狂戦士化したゴブリンキングは、その挑発に反応した! 召喚したばかりのゴブリンたちには目もくれず、クラウス目掛けて、猛然とバトルアックスを振り下ろす!

「よし!」クラウスは巧みな盾捌きで攻撃を受け流し、ゴブリンキングを引きつけながら後退する。

その間に、ボルガンは出現したゴブリンたちをウォーハンマーで薙ぎ払い、ジンとセレスティア、アルトがクラウスを援護する。

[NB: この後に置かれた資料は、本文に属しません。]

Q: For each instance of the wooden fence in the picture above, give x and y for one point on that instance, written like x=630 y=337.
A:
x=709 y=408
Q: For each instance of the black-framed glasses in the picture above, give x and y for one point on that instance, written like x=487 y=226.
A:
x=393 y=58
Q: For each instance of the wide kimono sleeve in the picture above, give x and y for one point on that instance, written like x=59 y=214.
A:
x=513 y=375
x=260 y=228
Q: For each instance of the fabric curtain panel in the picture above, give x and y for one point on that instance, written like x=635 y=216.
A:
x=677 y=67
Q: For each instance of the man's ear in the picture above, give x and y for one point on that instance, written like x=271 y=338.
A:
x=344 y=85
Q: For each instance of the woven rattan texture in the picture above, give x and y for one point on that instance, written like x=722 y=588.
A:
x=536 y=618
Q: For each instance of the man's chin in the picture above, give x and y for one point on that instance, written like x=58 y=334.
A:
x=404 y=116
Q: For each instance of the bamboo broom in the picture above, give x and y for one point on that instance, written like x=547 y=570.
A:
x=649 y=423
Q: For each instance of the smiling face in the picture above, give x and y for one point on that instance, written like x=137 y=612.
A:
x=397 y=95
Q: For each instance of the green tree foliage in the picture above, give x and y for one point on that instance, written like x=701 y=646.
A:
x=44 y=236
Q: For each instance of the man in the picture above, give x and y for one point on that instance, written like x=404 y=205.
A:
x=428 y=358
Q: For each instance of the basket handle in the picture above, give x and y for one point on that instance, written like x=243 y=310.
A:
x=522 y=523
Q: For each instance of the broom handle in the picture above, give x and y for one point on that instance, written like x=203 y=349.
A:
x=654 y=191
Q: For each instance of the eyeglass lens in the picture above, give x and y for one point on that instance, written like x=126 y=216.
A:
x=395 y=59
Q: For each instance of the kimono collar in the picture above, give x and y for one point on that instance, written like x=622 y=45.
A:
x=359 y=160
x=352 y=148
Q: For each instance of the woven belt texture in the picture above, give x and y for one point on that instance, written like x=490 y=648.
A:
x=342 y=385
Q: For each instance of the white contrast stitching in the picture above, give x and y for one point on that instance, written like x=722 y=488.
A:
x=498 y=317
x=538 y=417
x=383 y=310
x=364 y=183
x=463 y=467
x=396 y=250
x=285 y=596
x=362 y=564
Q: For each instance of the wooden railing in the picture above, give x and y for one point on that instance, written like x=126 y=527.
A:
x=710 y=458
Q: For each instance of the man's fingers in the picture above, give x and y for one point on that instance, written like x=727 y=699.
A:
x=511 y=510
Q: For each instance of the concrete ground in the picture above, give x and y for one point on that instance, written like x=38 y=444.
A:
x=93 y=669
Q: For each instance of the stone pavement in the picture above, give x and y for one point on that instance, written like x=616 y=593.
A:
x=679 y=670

そして、ゴブリンキングがさらにゴブリンを召喚しようとした瞬間、それは起こった。
空間の歪みが、ゴブリンキング自身のすぐ足元や、壁の中に発生し、そこから出現したゴブリンが、ボス自身に押し潰されたり、壁に埋まって消滅したりし始めたのだ!

(召喚座標エラーバグ! 発動した!)

「な……なんだこれは!?」
「召喚が失敗している……? ユズル君の言った通りだ!」
メンバーから驚きの声が上がる。

召喚を封じられ、ターゲットをクラウスに固定されたゴブリンキング。そして、再生が追い付かない右足首の傷。状況は、明らかにこちらに傾き始めていた。

クラウスは、俺の方を一度だけ振り返った。その目には、驚愕と、そしてこれまでにない複雑な感情――疑念だけでなく、ある種の信頼のようなものが、確かに宿っているように見えた。

(いける……! このまま押し切れるかもしれない!)

俺は、戦況が好転したことに興奮しながらも、冷静に【デバッガー】スキルでゴブリンキングの状態を監視し続ける。
しかし、この規格外のボスが、このまま大人しく倒されるとは思えなかった。まだ何か、隠された「バグ」や、予期せぬ「エラー」が起こるのではないか?

油断はできない。デバッグ作業は、最後の最後まで気を抜けないのだ。
俺は、仲間たちの奮闘を見守りながら、次なる一手に備える。